Most of what is wrong with the American criminal justice system is summed up in the following headline from the ABA Journal, Rare “Perry Mason” Moment in Court Wins Dismissal for Defendant, Desk Duty for 5 Police Officers. The basic story is sadly typical. The police pulled over Joseph Sperling, a 23-year-old in the Chicago area. They claimed to pulled him over for not using his turn signal. Then, when the officer approached the car, while Sperling was getting his driver’s license, he just happened to smell the cannabis and discovered it.

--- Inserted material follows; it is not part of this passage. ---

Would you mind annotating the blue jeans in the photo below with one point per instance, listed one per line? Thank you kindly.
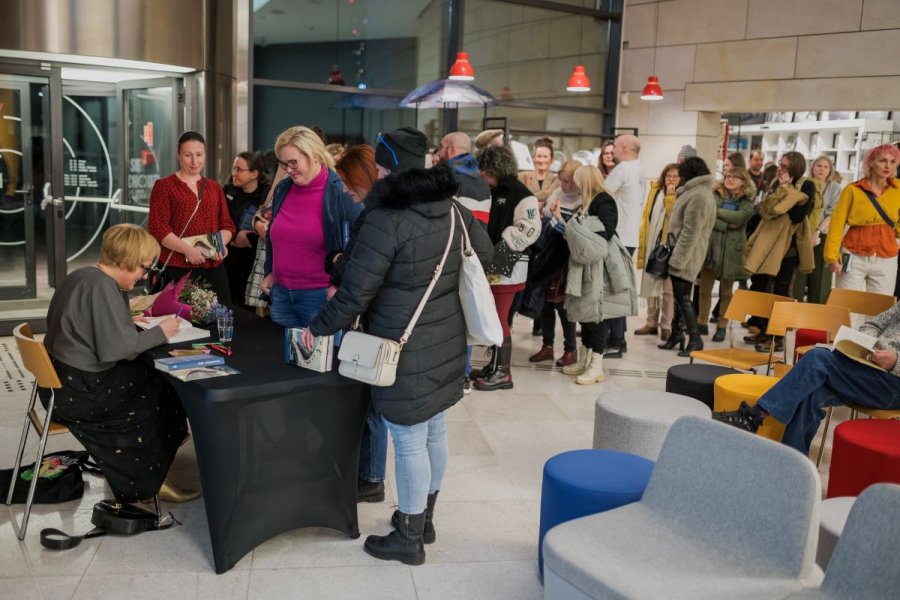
(373, 449)
(296, 308)
(420, 459)
(820, 379)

But the story has a happy ending. The defense attorney, Steven Goldman, sent a subpoena to the Glenview police department for the squad car video. And what do you know? It turned out that every one of the five officers involved in the arrest told the exact same lies. The judge was not pleased about this, calling it “outrageous conduct.” And according to the article, “Cook County Circuit Judge Catherine Haberkorn granted a defense motion to suppress the search, which eliminated a basis for his arrest and resulted in a swift dismissal by prosecutors of the felony drug case against the 23-year-old.”
I am really glad that Sperling lucked out in this case. But what’s sad is that he indeed “lucked out.” This kind of police behavior is not just common; it is standard operating procedure. But look what happens to these cops who conspired against an American citizen, “The officers were later put on desk duty…” There will be an investigation. Most likely, it will find that any collusion was inadvertent. But even if the investigation finds that they did intentionally collude, nothing bad will happen to them because everyone in the police force knows that this is how they do their jobs. It’s just that normally, there isn’t video tape that exposes them. (And even when there is, defense attorneys don’t have the time to check it out.)
Police officers throughout the nation destroy the lives of people all the time. People get arrested on drug possession charges, become labeled felons, and have difficulty finding gainful employment for the rest of their lives. So I have no problem with throwing the book at cops that are caught doing this kind of thing. It shouldn’t just be a matter removal, much less the “indignity” of having to work inside the office. At minimum, they should be prevented from ever working in law enforcement again.
The system we have insists upon treating cases like this as though they are the exception instead of the rule that they clearly are. And so every time an officer testifies in court, it is just assumed that he would never lie. If I were on a jury (and I never will be, precisely because I think this), I would take officer’s word as less reliable than others. I’ve seen this in traffic court. Officers always claim to remember the most banal stuff, which they don’t. It is all in their notes, but of course, they could write anything in their notes. And we see that in this much more serious case.
People always argue for the death penalty as a deterrent to crime. It doesn’t actually work because people don’t usually make calculated, reasonable decisions about murder. But police officers do make calculated, reasonable decisions about bending the rules and making their jobs easier. Deterrents really will work on them. We should throw the book at these officers.